Non tutti i cechi siamo ciechi.


----------



## bearded

Paolo Ceco said:


> Non tutti i cechi siamo ciechi.


Mi permetto di correggere la tua simpatica frase.
Si può dire solo:
_Non tutti noi cechi siamo ciechi_
oppure
_Non tutti i cechi sono ciechi_.
Così com'è, la tua frase ha un andamento sintattico che sarebbe corretto in spagnolo. In italiano, dopo un semplice ''i cechi'' ci vuole un verbo alla terza persona plurale.


----------



## Paolo Ceco

bearded said:


> Non tutti noi cechi siamo ciechi


Grazie mille per la correzione.


bearded said:


> In italiano, dopo un semplice ''i cechi'' ci vuole un verbo alla terza persona plurale.

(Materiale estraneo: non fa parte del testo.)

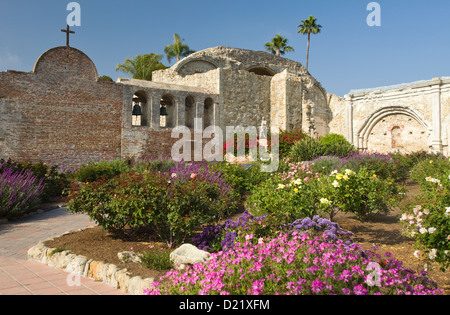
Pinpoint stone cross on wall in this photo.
[61,25,75,47]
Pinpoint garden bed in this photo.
[46,182,450,295]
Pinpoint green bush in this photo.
[246,165,400,223]
[0,160,70,202]
[279,129,309,160]
[288,137,324,162]
[400,169,450,271]
[212,161,270,195]
[319,133,355,157]
[68,171,238,246]
[411,157,450,188]
[246,176,320,224]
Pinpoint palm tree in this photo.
[297,15,322,70]
[116,53,167,81]
[264,34,294,57]
[164,34,195,62]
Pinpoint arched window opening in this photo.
[160,95,176,128]
[391,126,402,149]
[131,92,147,126]
[184,95,195,129]
[248,67,275,77]
[203,97,214,128]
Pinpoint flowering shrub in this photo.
[246,163,400,224]
[68,162,238,246]
[0,159,69,202]
[246,174,320,224]
[192,211,277,252]
[319,133,355,158]
[311,152,412,182]
[320,168,400,219]
[287,216,353,245]
[0,163,45,218]
[144,232,442,295]
[400,170,450,271]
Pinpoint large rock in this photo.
[170,244,210,270]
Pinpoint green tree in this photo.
[164,34,195,62]
[116,53,167,81]
[264,34,294,56]
[98,75,114,82]
[297,15,322,70]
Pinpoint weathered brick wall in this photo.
[0,47,123,167]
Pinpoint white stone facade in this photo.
[329,77,450,155]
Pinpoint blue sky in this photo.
[0,0,450,96]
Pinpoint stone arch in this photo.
[247,66,276,77]
[129,90,149,126]
[203,97,215,128]
[174,57,219,76]
[160,93,177,128]
[357,106,431,150]
[184,94,197,129]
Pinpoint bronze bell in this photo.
[133,104,142,116]
[160,106,169,116]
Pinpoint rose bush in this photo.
[400,169,450,271]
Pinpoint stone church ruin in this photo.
[0,46,450,167]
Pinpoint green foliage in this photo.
[0,160,70,202]
[246,168,400,223]
[116,53,167,81]
[264,34,294,56]
[68,171,237,246]
[164,34,195,62]
[138,249,172,271]
[246,176,320,224]
[401,169,450,271]
[411,157,450,188]
[212,161,270,195]
[319,168,400,220]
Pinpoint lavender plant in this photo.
[0,163,45,218]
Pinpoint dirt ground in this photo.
[46,183,450,295]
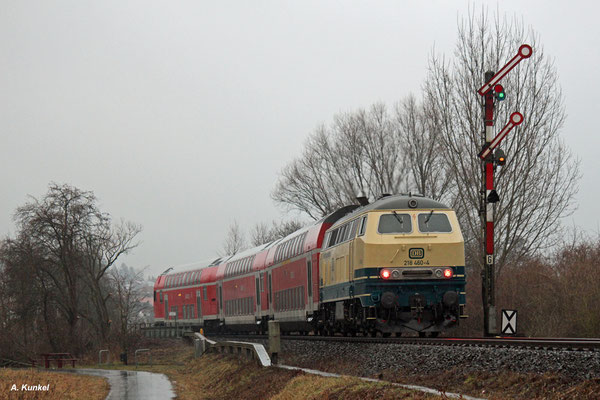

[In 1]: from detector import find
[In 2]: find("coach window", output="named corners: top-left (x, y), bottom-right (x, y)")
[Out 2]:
top-left (323, 232), bottom-right (331, 248)
top-left (350, 219), bottom-right (359, 239)
top-left (327, 228), bottom-right (339, 247)
top-left (377, 213), bottom-right (412, 233)
top-left (358, 215), bottom-right (367, 236)
top-left (419, 211), bottom-right (452, 233)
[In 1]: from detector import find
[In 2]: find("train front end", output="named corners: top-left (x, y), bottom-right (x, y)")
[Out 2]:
top-left (353, 197), bottom-right (466, 337)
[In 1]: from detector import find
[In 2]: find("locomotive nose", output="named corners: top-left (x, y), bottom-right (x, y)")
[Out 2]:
top-left (442, 291), bottom-right (458, 308)
top-left (381, 292), bottom-right (396, 308)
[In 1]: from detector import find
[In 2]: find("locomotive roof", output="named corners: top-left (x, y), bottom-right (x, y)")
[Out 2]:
top-left (335, 194), bottom-right (450, 225)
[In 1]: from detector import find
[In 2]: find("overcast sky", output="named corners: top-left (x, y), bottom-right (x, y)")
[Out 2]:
top-left (0, 0), bottom-right (600, 274)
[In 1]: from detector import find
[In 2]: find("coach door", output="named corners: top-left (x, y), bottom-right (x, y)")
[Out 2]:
top-left (348, 239), bottom-right (356, 298)
top-left (196, 290), bottom-right (202, 321)
top-left (165, 293), bottom-right (169, 321)
top-left (217, 283), bottom-right (223, 319)
top-left (267, 271), bottom-right (273, 314)
top-left (306, 260), bottom-right (313, 311)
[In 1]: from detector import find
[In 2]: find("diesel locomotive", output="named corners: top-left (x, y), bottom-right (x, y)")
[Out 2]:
top-left (154, 194), bottom-right (466, 337)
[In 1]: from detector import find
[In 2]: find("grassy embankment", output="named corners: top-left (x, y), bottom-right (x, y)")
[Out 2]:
top-left (0, 368), bottom-right (109, 400)
top-left (78, 340), bottom-right (440, 400)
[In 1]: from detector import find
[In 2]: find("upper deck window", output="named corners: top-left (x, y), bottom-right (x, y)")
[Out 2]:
top-left (419, 212), bottom-right (452, 233)
top-left (377, 213), bottom-right (412, 233)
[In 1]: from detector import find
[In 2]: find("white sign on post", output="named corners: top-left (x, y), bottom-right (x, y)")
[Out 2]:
top-left (502, 310), bottom-right (517, 335)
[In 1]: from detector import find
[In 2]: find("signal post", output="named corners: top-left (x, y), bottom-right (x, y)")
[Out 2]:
top-left (478, 44), bottom-right (532, 336)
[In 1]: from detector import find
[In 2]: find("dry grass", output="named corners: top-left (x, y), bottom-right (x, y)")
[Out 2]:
top-left (78, 340), bottom-right (439, 400)
top-left (0, 368), bottom-right (109, 400)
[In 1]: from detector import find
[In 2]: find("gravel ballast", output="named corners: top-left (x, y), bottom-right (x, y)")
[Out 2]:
top-left (211, 339), bottom-right (600, 380)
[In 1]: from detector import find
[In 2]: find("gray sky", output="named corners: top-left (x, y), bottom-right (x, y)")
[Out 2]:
top-left (0, 0), bottom-right (600, 274)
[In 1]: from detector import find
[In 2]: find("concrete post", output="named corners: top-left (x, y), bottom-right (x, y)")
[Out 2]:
top-left (269, 321), bottom-right (281, 364)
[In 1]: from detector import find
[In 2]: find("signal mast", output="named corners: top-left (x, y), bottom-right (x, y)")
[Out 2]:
top-left (477, 44), bottom-right (533, 336)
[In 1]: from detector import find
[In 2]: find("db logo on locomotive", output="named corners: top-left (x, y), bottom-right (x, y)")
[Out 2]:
top-left (408, 248), bottom-right (425, 260)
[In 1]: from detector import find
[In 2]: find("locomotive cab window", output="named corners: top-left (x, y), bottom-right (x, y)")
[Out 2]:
top-left (418, 212), bottom-right (452, 233)
top-left (358, 215), bottom-right (367, 236)
top-left (377, 213), bottom-right (412, 233)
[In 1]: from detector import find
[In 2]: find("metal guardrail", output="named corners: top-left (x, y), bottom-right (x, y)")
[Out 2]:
top-left (133, 349), bottom-right (152, 368)
top-left (190, 332), bottom-right (271, 367)
top-left (98, 350), bottom-right (110, 365)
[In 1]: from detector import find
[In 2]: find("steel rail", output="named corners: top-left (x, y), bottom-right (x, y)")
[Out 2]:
top-left (211, 335), bottom-right (600, 351)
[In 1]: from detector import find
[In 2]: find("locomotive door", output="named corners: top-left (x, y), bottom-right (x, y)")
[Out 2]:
top-left (306, 260), bottom-right (313, 311)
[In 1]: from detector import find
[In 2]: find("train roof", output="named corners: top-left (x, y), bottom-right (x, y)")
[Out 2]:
top-left (335, 193), bottom-right (450, 225)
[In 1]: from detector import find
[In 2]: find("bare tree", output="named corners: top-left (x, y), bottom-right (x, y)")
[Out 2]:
top-left (108, 264), bottom-right (144, 350)
top-left (250, 219), bottom-right (304, 246)
top-left (424, 9), bottom-right (579, 274)
top-left (272, 104), bottom-right (422, 219)
top-left (219, 220), bottom-right (246, 256)
top-left (10, 183), bottom-right (140, 353)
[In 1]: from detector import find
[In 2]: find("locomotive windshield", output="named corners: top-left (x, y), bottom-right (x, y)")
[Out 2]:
top-left (419, 213), bottom-right (452, 233)
top-left (377, 213), bottom-right (412, 233)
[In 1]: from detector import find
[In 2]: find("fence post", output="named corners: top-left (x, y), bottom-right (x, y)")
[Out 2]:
top-left (269, 321), bottom-right (281, 364)
top-left (98, 350), bottom-right (110, 365)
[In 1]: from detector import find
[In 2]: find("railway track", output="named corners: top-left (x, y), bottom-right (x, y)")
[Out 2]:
top-left (212, 335), bottom-right (600, 351)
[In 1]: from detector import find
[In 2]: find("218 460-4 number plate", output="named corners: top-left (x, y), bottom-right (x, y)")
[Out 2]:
top-left (408, 247), bottom-right (425, 260)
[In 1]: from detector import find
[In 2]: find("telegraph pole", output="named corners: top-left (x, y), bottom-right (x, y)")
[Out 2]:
top-left (477, 44), bottom-right (532, 336)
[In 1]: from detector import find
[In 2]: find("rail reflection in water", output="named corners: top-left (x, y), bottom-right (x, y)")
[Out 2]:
top-left (66, 368), bottom-right (175, 400)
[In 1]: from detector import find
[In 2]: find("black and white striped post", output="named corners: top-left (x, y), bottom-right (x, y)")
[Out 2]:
top-left (477, 44), bottom-right (533, 336)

Adesso è chiaro. Io studio l'italiano da solo, per piacere. Mi piace moltissimo la lingua italiana, ma anche la cultura italiana, la sua storia ed anche la cucina.  Per me è molto utile seguire questo "forum" per venire a sapere le nuove cose della lingua italiana.


----------



## francisgranada

Per alleggerire un po' la discussione:

Tanti anni fa, la radio vaticana ha riportato una notizia dicendo che il papa ha ricevuto una delegazione  di _ciechi_.  Nelle trasmissioni della radio vaticana in lingue ceca, slovacca, ecc... questa notizia veniva tradotta nel senso che "il papa ha ricevuto una delegazione di _cechi", _cioè un gruppo di cittadini della Repubblica Socialista Cecoslovacca (il che allora era praticamente impossibile per motivi politici, ideologici, legislativi, ecc.) ...


----------



## bearded

bearded said:


> _Non tutti noi cechi siamo ciechi_
> oppure
> _Non tutti i cechi sono ciechi_.


Mi è venuta in mente un'altra alternativa corretta - che probabilmente è quella che adoprerei spontaneamente:
_Noi cechi non siamo tutti ciechi._
Direi che questa è la versione più idiomatica. Chiaramente il ''noi'' è indispensabile per giustificare ''siamo''.


----------